Monday, September 8, 2008


Can we talk about Haiti for a minute?

Haiti has been all but wiped out. This season alone, four named storms have pummeled that tiny, impoverished democracy in our own back yard.

Hurricane Ike was the latest to sweep across Haiti, leaving a path of death and destruction. At least 61 people perished, 57 of them in the town of Cabaret. More than a dozen of the fatalities were children, swept away by the rains and rivers as their parents tried to run for cover. President Rene Preval told The Miami Herald on Sunday that his government "has made a huge effort" to provide assistance. He said that plans were under way to send money to all 142 municipalities in the country, but that "Haiti needs a flood of helicopters, at least 25 with pilots," to help the country get food to storm victims. "This is Katrina in the entire country but without the means that Louisiana had," Preval said.

What could we do for that poor beleaguered country with the money we spend in one week in Iraq? Haiti is one half of the Island of Hispanola, the other half is the Dominican Republic. It isn't where the island sits, it's the lack of infrastructure. We don't hear about devastation on the other side of the island, because the Dominican Republic is developing and has infrastructure that allows them to hunker down and ride out the storms.

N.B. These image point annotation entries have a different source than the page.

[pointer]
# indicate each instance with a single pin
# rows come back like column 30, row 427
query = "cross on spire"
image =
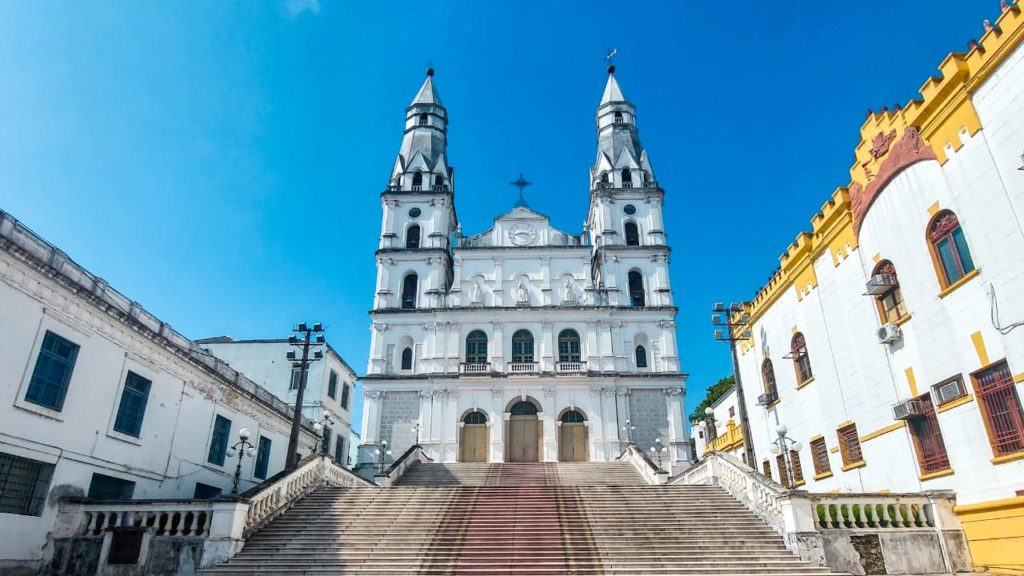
column 521, row 183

Not so in Haiti. A surge of humanitarian assistance in the form of job training, infrastructure development, health care delivery and help building an education system would do a whole hell of a lot to improve the life of people in our own back yard. Does the U.N. have a white paper on Haiti that spells out what needs to be done to save those poor people? And does anyone doubt for a second that if Haiti sat atop oil, things would look a lot different in that country?

Sometimes, you have to do something because it's the right thing to do, even if there is nothing in it for you, save the knowledge that you did the right thing.